In the Northern Hemisphere, the minke whale is usually seen in
coastal areas, but can also be seen in pelagic waters during its
northward migration in spring and summer and southward migration in
autumn (Stewart and Leatherwood, 1985). The Canadian East Coast stock
can be found in the area from the western half of the Davis Strait
(45[deg] W) to the Gulf of Mexico (Hayes et al., 2020). Minke whales in
the Atlantic have a strong seasonal component to their distribution,
with acoustic detections indicating that they migrate south in mid-
October to early November, and return from wintering grounds starting
in March through early April (Hayes et al., 2020). Northward migration
appears to track the warmer waters of the Gulf Stream along the
continental shelf, while southward migration is made farther offshore
(Risch et al. 2014).
Based on modeling for the western North Atlantic, higher densities
are expected to occur north of 35[deg] N; very low densities are
expected south of 35[deg] N (Mannocci et al. 2017; Palka et al. 2021).
Minke whales are common off the U.S. East Coast over continental shelf
waters during spring to fall (CETAP 1982; DoN 2008a,b; Hayes et al.
2022). Seasonal movements in the Northwest Atlantic are apparent, with
animals moving south and into offshore waters from late fall through
early spring (DoN 2008a,b; Hayes et al. 2022). Risch et al. (2014)
deployed acoustic detectors throughout the North Atlantic to detect
minke whale occurrence. They found that minke whales migrate north of
30[deg] N from March-April and migrate south from mid-October to early
November. During spring migration, animals migrate along the
continental shelf, whereas they migrate farther offshore during fall.
In the southeastern U.S., minke whales were commonly detected
during winter; at recorders situated at the shelf edge, detections were
from November through April, with no detections during the summer
(Risch et al. 2014; Kowarski et al. 2022). However, detections were
made during every season in deep, offshore waters (Kowarski et al.
2022). Based on a reduced number of acoustic detections during summer
off the southeastern U.S., Risch et al. (2014) suggested that most
minke whales likely occur in Canadian waters during the summer. Off the
coasts of Georgia and Florida, there are numerous sightings on the
shelf during winter (December-April), but there were no records for
summer, and very few during spring and fall (DoN 2008c). Summer surveys
by NEFSC and SEFSC found no sightings off the southeastern U.S. (Hayes
et al. 2022). There are no records in the OBIS database for the
proposed survey area (OBIS 2022).
Since January 2017, elevated minke whale mortalities have occurred
along the U.S. Atlantic coast from Maine through South Carolina, with a
total of 147 known strandings. This event has been declared a UME. Full
or partial necropsy examinations were conducted on more than 60 percent
of the whales.

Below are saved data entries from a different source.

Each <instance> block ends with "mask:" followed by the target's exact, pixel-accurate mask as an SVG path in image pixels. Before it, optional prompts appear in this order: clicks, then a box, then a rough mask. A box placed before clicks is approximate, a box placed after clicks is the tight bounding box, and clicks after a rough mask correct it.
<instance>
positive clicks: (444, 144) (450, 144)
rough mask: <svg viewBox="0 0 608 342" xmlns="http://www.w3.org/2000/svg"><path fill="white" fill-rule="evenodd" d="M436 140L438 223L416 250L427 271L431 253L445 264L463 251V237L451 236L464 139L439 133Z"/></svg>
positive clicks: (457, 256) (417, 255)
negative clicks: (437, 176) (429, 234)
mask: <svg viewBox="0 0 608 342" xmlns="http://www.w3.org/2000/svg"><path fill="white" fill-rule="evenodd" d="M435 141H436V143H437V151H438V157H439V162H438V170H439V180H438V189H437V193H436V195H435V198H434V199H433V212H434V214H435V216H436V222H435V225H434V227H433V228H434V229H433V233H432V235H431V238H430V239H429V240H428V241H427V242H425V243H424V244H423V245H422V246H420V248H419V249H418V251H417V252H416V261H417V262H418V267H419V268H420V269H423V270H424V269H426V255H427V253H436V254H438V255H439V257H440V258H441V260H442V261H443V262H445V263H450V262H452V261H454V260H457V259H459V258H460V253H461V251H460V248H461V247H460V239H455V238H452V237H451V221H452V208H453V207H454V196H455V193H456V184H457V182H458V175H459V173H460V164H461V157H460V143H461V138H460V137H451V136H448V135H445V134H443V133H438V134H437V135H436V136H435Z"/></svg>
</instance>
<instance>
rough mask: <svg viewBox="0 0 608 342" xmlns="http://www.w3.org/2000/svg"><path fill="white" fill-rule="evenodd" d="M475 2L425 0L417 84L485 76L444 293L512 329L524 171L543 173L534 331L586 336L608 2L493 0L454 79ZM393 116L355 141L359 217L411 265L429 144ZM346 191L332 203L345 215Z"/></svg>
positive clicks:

Preliminary findings in several of the whales have shown
evidence of human interactions or infectious disease, but these
findings are not consistent across all of the whales examined, so more
research is needed. More information is available at:
<a href="http://www.fisheries.noaa.gov/national/marine-life-distress/2017-2021-minke-whale-unusual-mortality-event-along-atlantic-coast">www.fisheries.noaa.gov/national/marine-life-distress/2017-2021-minke-whale-unusual-mortality-event-along-atlantic-coast</a>.

Marine Mammal Hearing

Hearing is the most important sensory modality for marine mammals
underwater, and exposure to anthropogenic sound can have deleterious
effects. To appropriately assess the potential effects of exposure to
sound, it is necessary to understand the frequency ranges marine
mammals are able to hear. Not all marine mammal species have equal
hearing capabilities (e.g., Richardson et al., 1995; Wartzok and
Ketten, 1999; Au and Hastings, 2008). To reflect this, Southall et al.
(2007, 2019) recommended that marine mammals be divided into hearing
groups based on directly measured (behavioral or auditory evoked
potential techniques) or estimated hearing ranges (behavioral response
data, anatomical modeling, etc.). Note that no direct measurements of
hearing ability have been successfully completed for mysticetes (i.e.,
low-frequency cetaceans). Subsequently, NMFS (2018) described
generalized hearing ranges for these marine mammal hearing groups.
Generalized hearing ranges were chosen based on the approximately 65
decibel (dB) threshold from the normalized composite audiograms, with
the exception for lower limits for low-frequency cetaceans where the
lower bound was deemed to be biologically implausible and the lower
bound from Southall et al. (2007) retained. Marine mammal hearing
groups and their associated hearing ranges are provided in Table 2.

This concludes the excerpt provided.